The end() function takes care of closing tags, and looks similar to start() - note that I've specifically cleaned up $currentTag at the end.
# this is called when an end tag is found
sub end()
{
my ($parser, $name) = @_;
$currentTag = lc($name);
if ($currentTag eq "book")
{
print "</tr>";
}
elsif ($currentTag eq "title")
{
print "</td>";
}
elsif ($currentTag eq "author")
{
print "</td>";
}
elsif ($currentTag eq "price")
{
print "</td>";
}
elsif ($currentTag eq "rating")
{
print "</td>";
}
# clear value of current tag
$currentTag = "";
}
Note that empty elements generate both start and end
events.
So this takes care of replacing XML tags with corresponding HTML tags...but what about handling the data between them?
# this is called when CDATA is found
sub cdata()
{
my ($parser, $data) = @_;
my @ratings = ("Words fail me!", "Terrible", "Bad", "Indifferent", "Good",
"Excellent");
if ($currentTag eq "title")
{
print "<i>$data</i>";
}
elsif ($currentTag eq "author")
{
print $data;
}
elsif ($currentTag eq "price")
{
print "\$$data";
}
elsif ($currentTag eq "rating")
{
print $ratings[$data];
}
}
The cdata() function is called whenever the parser encounters
data between an XML tag pair. Note, however, that the function is only passed the data as argument; there is no way of telling which tags are around it.
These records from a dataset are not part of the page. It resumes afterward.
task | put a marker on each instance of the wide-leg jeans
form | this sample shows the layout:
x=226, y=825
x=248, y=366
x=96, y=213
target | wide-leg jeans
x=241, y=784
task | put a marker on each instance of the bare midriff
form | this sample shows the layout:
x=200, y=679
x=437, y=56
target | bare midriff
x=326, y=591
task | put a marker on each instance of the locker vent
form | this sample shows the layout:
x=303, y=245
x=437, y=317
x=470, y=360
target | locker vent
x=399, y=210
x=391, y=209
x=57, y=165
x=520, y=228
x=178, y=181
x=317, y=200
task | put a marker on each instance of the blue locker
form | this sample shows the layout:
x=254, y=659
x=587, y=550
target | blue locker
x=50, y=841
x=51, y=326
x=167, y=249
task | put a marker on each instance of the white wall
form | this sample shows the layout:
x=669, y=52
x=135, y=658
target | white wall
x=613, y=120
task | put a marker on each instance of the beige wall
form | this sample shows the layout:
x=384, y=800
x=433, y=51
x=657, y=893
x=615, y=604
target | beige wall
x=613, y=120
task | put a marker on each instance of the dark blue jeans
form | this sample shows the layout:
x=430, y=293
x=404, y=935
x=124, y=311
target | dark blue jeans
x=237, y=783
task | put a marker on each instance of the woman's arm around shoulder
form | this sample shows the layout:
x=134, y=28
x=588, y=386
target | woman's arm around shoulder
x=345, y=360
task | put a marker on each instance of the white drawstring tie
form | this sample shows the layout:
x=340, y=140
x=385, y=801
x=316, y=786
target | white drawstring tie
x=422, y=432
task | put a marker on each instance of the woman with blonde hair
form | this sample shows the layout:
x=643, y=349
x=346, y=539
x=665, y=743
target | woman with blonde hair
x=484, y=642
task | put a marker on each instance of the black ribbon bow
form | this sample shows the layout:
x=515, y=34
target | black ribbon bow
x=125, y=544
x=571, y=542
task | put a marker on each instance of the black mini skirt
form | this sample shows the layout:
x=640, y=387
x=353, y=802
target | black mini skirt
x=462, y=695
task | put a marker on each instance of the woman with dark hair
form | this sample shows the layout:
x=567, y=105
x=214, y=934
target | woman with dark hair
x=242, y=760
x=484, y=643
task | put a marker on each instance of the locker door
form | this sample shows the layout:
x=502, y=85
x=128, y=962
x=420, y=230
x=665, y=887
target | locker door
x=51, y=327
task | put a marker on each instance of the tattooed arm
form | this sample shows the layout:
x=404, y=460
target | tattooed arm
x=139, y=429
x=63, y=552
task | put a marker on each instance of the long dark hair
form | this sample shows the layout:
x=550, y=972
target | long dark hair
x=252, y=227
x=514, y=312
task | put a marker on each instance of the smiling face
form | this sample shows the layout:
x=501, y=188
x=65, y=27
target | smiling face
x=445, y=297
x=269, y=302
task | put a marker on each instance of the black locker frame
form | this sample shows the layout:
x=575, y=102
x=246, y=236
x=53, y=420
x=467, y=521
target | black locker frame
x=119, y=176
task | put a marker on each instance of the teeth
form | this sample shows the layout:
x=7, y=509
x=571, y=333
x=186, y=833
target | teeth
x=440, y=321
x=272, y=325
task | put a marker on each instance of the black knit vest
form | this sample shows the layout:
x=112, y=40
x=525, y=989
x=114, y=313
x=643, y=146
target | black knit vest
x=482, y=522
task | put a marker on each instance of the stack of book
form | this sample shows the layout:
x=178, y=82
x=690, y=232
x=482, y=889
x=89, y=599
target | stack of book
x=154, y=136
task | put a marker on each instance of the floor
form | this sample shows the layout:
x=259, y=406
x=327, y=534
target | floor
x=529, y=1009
However, since the parser processes XML chunk-by-chunk, we can use the $currentTag variable to identify which tag this data belongs to.
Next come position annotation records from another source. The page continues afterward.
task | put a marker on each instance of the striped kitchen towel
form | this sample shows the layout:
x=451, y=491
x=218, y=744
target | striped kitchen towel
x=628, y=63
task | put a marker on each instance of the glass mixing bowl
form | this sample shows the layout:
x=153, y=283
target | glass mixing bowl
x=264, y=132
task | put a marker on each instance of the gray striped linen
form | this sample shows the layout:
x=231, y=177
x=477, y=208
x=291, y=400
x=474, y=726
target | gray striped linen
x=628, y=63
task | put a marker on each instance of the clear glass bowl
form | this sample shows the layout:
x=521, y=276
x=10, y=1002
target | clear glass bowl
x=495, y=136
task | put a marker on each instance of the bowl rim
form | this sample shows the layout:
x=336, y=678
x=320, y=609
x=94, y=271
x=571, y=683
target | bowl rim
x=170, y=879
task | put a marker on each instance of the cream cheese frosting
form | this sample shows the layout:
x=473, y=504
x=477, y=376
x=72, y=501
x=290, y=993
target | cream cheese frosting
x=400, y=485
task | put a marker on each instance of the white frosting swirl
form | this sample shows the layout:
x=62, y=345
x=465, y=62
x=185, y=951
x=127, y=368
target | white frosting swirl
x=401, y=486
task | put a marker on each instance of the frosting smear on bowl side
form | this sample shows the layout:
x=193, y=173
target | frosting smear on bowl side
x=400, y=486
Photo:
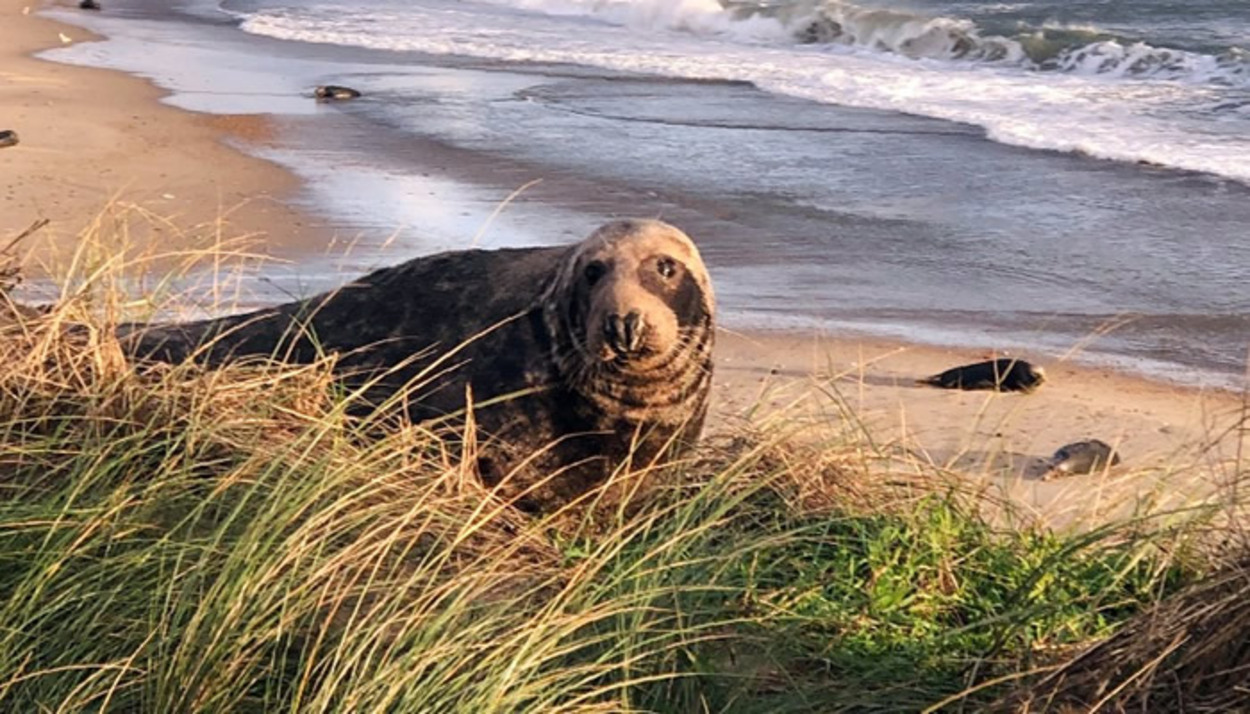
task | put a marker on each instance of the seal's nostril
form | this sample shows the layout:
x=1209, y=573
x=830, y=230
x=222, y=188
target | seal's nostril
x=634, y=329
x=614, y=331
Depending on the value of $currentTag, an "if" statement is used to print data with appropriate formatting; this is the place where I add italics to the title, a currency symbol to the price, and a text rating (corresponding to a numerical index) from the @ratings array.
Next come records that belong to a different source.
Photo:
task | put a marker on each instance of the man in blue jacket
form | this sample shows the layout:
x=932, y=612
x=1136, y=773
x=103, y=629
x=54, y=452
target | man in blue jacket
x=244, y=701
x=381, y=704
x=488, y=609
Here's what the finished script (with some additional HTML, so that you can use it via CGI) looks like:
#!/usr/bin/perl
# include package
use XML::Parser;
# initialize parser
$xp = new XML::Parser();
# set callback functions
$xp->setHandlers(Start => \&start, End => \&end, Char => \&cdata);
# keep track of which tag is currently being processed
$currentTag = "";
# send standard header to browser
print "Content-Type: text/html\n\n";
# set up HTML page
print "<html><head></head><body>";
print "<h2>The Library</h2>";
print "<table border=1 cellspacing=1 cellpadding=5>";
print "<tr><td align=center>Title</td><td align=center>Author</td><td
align=center>Price</td><td align=center>User Rating</td></tr>";
# parse XML
$xp->parsefile("library.xml");
print "</table></body></html>";
# this is called when a start tag is found
sub start()
{
# extract variables
my ($parser, $name, %attr) = @_;
$currentTag = lc($name);
if ($currentTag eq "book")
{
print "<tr>";
}
elsif ($currentTag eq "title")
{
print "<td>";
}
elsif ($currentTag eq "author")
{
print "<td>";
}
elsif ($currentTag eq "price")
{
print "<td>";
}
elsif ($currentTag eq "rating")
{
print "<td>";
}
}
# this is called when CDATA is found
sub cdata()
{
my ($parser, $data) = @_;
my @ratings = ("Words fail me!", "Terrible", "Bad", "Indifferent", "Good",
"Excellent");
if ($currentTag eq "title")
{
print "<i>$data</i>";
}
elsif ($currentTag eq "author")
{
print $data;
}
elsif ($currentTag eq "price")
{
print "\$$data";
}
elsif ($currentTag eq "rating")
{
print $ratings[$data];
}
}
# this is called when an end tag is found
sub end()
{
my ($parser, $name) = @_;
$currentTag = lc($name);
if ($currentTag eq "book")
{
print "</tr>";
}
elsif ($currentTag eq "title")
{
print "</td>";
}
elsif ($currentTag eq "author")
{
print "</td>";
}
elsif ($currentTag eq "price")
{
print "</td>";
}
elsif ($currentTag eq "rating")
{
print "</td>";
}
# clear value of current tag
$currentTag = "";
}
# end
And when you run it, here's what you'll see:
You can now add new items to your XML document, or edit
existing items, and your rendered HTML page will change accordingly. By separating the data from the presentation, XML has imposed standards on data collections, making it possible, for example, for users with no technical knowledge of HTML to easily update content on a Web site, or to present data from a single source in different ways.